Eu própria pensei que ia ser uma mulher tão séria como era em menina mas preenchi todos os momentos vazios com vícios e sorrir, e quando digo sorrir refiro-me àquelas gargalhadas bem dadas acompanhadas pela típica inocência de estar na flor da idade... bem, sorrir tornou-se num acontecimento cada vez mais escasso.
E fico ainda mais triste quando penso que já pensei que fui verdadeiramente feliz e já não penso mais. No fim das contas culpo a vida quando é que sou culpada desta sina.
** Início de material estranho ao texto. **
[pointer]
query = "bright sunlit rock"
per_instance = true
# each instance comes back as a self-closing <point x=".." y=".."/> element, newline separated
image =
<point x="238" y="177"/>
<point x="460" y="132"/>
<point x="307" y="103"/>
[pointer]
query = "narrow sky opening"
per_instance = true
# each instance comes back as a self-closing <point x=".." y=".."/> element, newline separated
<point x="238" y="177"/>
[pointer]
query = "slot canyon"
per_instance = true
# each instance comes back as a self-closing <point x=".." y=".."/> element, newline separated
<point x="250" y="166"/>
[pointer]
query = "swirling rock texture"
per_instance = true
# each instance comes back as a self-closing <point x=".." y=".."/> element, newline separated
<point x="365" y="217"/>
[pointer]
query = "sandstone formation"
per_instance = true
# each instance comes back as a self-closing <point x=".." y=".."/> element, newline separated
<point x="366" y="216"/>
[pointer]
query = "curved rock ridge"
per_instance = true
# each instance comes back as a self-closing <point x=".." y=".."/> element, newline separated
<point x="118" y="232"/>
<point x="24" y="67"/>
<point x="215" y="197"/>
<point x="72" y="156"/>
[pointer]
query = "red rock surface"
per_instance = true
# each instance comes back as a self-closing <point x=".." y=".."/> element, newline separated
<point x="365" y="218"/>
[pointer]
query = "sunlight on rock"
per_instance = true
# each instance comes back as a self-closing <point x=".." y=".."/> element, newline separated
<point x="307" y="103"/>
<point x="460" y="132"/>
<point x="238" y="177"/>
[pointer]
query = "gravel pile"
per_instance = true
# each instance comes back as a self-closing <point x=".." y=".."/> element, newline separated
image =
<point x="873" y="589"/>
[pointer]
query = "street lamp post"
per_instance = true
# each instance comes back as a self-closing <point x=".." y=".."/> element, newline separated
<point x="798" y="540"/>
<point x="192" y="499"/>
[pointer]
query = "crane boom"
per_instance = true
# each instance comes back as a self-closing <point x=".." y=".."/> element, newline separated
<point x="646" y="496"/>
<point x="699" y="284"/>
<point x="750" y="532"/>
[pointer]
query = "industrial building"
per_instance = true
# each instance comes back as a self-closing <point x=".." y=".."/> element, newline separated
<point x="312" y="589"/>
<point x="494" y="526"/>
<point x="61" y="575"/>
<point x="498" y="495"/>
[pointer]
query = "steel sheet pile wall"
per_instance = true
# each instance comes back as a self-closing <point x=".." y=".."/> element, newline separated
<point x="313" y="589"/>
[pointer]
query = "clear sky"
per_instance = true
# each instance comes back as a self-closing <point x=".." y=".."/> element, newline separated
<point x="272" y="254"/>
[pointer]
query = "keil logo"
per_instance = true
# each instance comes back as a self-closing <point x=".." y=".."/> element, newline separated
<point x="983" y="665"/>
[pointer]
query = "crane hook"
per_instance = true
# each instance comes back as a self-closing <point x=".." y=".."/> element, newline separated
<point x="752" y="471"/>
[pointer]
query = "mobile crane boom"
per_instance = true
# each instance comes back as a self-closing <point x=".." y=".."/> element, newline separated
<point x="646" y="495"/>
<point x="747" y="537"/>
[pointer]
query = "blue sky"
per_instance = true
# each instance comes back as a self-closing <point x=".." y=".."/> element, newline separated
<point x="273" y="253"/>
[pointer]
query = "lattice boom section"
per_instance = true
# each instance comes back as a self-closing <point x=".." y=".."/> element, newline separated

Já não sou adorada pelos pais e, apesar de ter amigos, sinto-me rodeada por demasiadas caras desconhecidas com identidades duplas.
E, com a idade, vieram os preconceitos, os dogmas, as mentalidades, os julgamentos, as segundas intenções e de repente parece tudo tão falso e de plástico.
Supostamente saímos do casulo, vemos o mundo, experimentamos tudo o que esta vida nos tem para dar... sinto que ao mesmo tempo me tiraram a liberdade. Quer dizer, onde estão as correrias, as brincadeiras? Onde está a felicidade que pensava ter? Onde estou eu?
Com a idade tornei-me na mulher que em menina jurei não ser porém já não há volta a dar, o mundo já não tem o mesmo encanto e eu já não sei quem sou.